In Brooklyn, when we couldnt think of a fast retort to an insult, wed sneer and say something like:

Oh, that was so funny, I almost forgot to laugh.

(What does that even mean?)

But in those first few moments in Chicago, I had committed a cardinal sin: I had taken something for granted. I thought that just because they needed a savior and I was in savior mode, all those damaged Midwesterners would welcome me with open arms. Instead, they were probably thinking about all the different ways they could string up one more smart-alecky New Yorker and hang her out to dry.

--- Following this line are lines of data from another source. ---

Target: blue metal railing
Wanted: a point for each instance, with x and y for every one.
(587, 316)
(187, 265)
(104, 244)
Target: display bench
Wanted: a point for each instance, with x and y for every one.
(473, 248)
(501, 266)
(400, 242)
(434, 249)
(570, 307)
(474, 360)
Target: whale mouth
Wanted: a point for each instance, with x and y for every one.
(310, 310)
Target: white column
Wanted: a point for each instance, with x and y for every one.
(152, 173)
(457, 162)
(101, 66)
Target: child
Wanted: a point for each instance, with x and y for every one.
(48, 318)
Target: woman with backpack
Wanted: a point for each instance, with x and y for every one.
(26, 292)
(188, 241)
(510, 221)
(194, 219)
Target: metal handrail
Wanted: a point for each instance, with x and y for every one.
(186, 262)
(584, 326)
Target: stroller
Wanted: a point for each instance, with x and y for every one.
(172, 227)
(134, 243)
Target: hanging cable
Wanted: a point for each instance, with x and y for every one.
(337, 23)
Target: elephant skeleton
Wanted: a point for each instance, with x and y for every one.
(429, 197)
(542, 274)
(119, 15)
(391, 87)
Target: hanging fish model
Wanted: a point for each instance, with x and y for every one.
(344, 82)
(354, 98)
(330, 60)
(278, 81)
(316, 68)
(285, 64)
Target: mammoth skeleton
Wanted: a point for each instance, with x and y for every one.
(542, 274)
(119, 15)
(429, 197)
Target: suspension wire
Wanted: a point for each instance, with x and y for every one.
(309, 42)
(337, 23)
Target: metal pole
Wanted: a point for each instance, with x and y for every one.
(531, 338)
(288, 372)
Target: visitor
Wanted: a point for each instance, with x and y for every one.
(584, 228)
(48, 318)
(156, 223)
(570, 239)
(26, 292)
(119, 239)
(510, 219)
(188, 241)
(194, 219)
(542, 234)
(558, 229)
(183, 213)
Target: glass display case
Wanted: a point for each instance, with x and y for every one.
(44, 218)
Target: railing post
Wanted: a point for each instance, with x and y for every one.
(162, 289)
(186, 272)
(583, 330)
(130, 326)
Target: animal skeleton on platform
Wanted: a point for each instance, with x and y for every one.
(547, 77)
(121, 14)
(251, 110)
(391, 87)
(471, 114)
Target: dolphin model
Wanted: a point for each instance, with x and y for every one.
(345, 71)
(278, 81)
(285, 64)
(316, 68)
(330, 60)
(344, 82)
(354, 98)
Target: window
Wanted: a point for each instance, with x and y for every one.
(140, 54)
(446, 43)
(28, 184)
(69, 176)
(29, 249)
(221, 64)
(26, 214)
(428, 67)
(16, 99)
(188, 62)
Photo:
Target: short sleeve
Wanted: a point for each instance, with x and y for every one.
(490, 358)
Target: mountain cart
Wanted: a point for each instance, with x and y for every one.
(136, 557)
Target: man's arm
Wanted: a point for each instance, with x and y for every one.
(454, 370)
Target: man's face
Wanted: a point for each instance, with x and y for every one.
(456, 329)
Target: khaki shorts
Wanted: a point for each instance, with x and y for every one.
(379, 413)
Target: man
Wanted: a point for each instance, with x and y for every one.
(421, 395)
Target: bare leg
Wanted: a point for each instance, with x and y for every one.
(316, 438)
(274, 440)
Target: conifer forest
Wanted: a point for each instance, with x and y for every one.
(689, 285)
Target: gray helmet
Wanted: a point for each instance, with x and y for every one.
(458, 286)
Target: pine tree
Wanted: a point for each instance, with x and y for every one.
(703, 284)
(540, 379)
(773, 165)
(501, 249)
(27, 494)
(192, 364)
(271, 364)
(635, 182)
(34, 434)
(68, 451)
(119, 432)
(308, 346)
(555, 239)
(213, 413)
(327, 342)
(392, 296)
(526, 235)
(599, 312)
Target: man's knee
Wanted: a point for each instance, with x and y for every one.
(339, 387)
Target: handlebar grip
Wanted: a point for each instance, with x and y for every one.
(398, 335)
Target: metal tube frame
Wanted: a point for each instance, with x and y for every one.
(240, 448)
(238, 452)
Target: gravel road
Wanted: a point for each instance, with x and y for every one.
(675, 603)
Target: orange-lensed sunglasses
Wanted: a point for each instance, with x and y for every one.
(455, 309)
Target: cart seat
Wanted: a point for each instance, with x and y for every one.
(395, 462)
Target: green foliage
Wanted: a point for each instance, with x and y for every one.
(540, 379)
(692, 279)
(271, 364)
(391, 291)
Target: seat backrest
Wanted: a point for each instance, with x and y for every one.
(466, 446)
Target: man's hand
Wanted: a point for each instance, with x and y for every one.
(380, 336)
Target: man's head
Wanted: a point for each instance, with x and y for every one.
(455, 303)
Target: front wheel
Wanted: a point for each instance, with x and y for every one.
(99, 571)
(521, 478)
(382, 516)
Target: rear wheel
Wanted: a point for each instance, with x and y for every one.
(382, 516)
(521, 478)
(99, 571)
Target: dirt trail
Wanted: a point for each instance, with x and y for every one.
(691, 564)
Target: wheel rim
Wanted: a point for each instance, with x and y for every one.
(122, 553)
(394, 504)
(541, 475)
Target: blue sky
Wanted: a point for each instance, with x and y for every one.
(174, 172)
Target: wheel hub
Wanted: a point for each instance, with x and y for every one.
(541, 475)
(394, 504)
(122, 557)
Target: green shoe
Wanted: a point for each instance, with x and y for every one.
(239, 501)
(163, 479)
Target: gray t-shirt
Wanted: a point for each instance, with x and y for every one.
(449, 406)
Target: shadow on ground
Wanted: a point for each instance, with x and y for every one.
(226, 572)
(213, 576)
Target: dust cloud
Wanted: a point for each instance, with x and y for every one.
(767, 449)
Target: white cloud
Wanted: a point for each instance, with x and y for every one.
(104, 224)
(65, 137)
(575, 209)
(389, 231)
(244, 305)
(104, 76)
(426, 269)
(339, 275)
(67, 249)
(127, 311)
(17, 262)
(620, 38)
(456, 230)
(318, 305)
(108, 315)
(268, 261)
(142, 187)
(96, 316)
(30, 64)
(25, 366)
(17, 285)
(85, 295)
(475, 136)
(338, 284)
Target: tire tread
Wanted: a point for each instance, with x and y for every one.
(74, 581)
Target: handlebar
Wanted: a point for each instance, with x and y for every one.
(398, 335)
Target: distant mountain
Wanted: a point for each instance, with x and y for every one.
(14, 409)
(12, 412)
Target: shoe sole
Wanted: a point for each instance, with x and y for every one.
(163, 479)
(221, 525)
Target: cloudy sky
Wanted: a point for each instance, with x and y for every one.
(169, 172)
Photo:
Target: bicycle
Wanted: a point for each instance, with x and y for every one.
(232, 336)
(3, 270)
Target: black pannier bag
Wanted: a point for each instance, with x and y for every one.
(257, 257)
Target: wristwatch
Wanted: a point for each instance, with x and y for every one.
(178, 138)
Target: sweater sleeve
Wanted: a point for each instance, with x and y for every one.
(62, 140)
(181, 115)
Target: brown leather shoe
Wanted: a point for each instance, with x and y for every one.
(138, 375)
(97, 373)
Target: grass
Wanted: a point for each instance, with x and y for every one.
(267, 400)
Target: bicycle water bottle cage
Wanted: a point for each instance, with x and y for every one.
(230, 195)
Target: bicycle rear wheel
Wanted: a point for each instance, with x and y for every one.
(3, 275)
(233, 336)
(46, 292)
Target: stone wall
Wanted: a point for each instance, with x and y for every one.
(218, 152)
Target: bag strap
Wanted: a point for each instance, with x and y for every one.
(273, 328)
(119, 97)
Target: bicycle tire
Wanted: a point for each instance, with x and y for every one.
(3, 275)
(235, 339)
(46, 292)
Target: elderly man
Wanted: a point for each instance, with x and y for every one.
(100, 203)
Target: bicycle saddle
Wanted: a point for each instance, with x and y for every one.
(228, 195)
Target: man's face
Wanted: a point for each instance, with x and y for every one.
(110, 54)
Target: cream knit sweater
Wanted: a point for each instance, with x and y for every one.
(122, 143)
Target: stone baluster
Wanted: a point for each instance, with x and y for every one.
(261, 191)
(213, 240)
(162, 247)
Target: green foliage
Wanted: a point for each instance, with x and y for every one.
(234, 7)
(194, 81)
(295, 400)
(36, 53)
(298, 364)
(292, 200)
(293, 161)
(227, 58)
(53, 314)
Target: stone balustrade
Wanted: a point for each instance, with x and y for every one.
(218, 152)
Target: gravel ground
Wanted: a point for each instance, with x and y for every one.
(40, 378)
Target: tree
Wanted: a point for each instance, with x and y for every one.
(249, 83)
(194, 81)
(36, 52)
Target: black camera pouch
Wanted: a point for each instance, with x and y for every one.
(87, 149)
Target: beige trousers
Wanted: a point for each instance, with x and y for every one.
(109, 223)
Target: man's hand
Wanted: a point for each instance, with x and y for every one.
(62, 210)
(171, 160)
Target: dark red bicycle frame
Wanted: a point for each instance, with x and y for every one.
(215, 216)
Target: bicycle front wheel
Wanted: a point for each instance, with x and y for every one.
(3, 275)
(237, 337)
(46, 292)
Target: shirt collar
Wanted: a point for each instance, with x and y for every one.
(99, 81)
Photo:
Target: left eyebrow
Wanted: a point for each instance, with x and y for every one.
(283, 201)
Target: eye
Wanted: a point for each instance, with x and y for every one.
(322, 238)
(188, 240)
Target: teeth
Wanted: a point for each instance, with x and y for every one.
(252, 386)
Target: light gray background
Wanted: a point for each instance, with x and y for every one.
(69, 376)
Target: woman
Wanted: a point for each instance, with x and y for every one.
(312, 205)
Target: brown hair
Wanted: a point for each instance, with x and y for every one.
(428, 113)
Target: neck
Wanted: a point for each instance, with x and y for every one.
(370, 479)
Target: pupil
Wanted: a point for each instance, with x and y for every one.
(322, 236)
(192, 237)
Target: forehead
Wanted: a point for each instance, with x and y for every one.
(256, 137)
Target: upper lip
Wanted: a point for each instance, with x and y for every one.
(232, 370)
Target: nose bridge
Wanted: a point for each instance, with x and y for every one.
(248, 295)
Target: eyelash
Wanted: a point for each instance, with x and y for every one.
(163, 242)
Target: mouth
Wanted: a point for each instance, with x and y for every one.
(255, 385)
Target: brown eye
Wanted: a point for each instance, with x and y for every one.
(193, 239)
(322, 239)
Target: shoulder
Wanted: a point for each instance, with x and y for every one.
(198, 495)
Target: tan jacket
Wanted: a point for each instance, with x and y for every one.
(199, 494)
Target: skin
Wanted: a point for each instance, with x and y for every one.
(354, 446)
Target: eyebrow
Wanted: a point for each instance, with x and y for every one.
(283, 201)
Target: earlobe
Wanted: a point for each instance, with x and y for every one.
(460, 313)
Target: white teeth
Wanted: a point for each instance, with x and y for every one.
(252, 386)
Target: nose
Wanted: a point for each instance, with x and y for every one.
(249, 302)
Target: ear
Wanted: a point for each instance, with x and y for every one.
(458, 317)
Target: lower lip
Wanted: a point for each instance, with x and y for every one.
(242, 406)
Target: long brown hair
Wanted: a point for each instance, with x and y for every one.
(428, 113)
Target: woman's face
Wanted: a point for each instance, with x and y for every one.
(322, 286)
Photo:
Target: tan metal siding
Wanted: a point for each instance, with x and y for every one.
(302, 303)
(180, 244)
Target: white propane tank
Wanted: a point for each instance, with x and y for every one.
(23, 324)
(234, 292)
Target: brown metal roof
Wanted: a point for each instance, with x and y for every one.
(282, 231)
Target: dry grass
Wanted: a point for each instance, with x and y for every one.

Being assumptive was one more mistake I would have to correct in dealing with men. My first mistake was that I believed in fair play. I thought that if I was a good girl, good things would happen to me. (Its a good thing I didnt hold my breath.)

My second mistake was that I didnt appreciate men and thought they were only useful in bed. In business, I saw them as adversaries.

And the most unfortunate of my errors in judgment was that I thought using feminine wiles was cheating, and that to make it in a mans world, I had to play by all their rules and not complain. It never occurred to me until I was in the thick of it that while some rules are sacrosanct and you need to be aware of them in order to win, many others are not. I had to learn to decide which rules needed to be followed and which ones were okay to ignore. Mainly, I learned it was okay to break with as many conventions as possible and that the squeaky wheels who pull a big load deserve all the oil they can get.

Business Is Not a Level Playing Field

No matter how much we hate to hear this, its still the truth: Men and women are not equal in the business world. You can ignore that basic fact, you can fight it, or you can use whatever youve got to overcome the imbalance. If youre honest with yourself, youll recognize that we are managed, rewarded, and regarded differently even when we do the exact same job. We are even punished differently when we commit the same transgressions. Men are often treated as above reproach. Many of them believe that even blatant misconduct on their part will be ignored, forgiven, or even admired. And often theyre right. This is not true for women, and we can never forget it. There is a double standard. It stinks, but its there nonetheless.

A case in point happened between a very senior advertising executive and a woman who worked for him. They were brazenly carrying on an affair, even though they were both married with young children.

One day these two were on a flight to make a big presentation to the board of directors of a very critical client. On the plane ride, which lasted only forty-five minutes, they couldnt restrain themselves, and under the flimsy cover of an airline blanket they spent most of the flight necking. Then it became very obvious to everyone around them that the guy was getting a special service.

The plane landed, and as everyone prepared to disembark, the people who were sitting near the contented couple got a good look at them. It turned out that most of the people watching the thinly blanketed sex were members of that very board of directors. Two hours later, the ad executive and his mistress had to present to all of them amid whispering, smirks, and poorly disguised laughter. It was humiliating, but the man never showed any sign of remorse. Nor did he suffer any real repercussions. The woman, however, was ridiculed unmercifully behind her back and never recovered her loss of dignity from the escapade. Neither one of them were reprimanded at the time, because the man had an important client in his pocket, but when that client left for another position, both the man and the woman were fired. He was fired a few months later. She was fired the next day.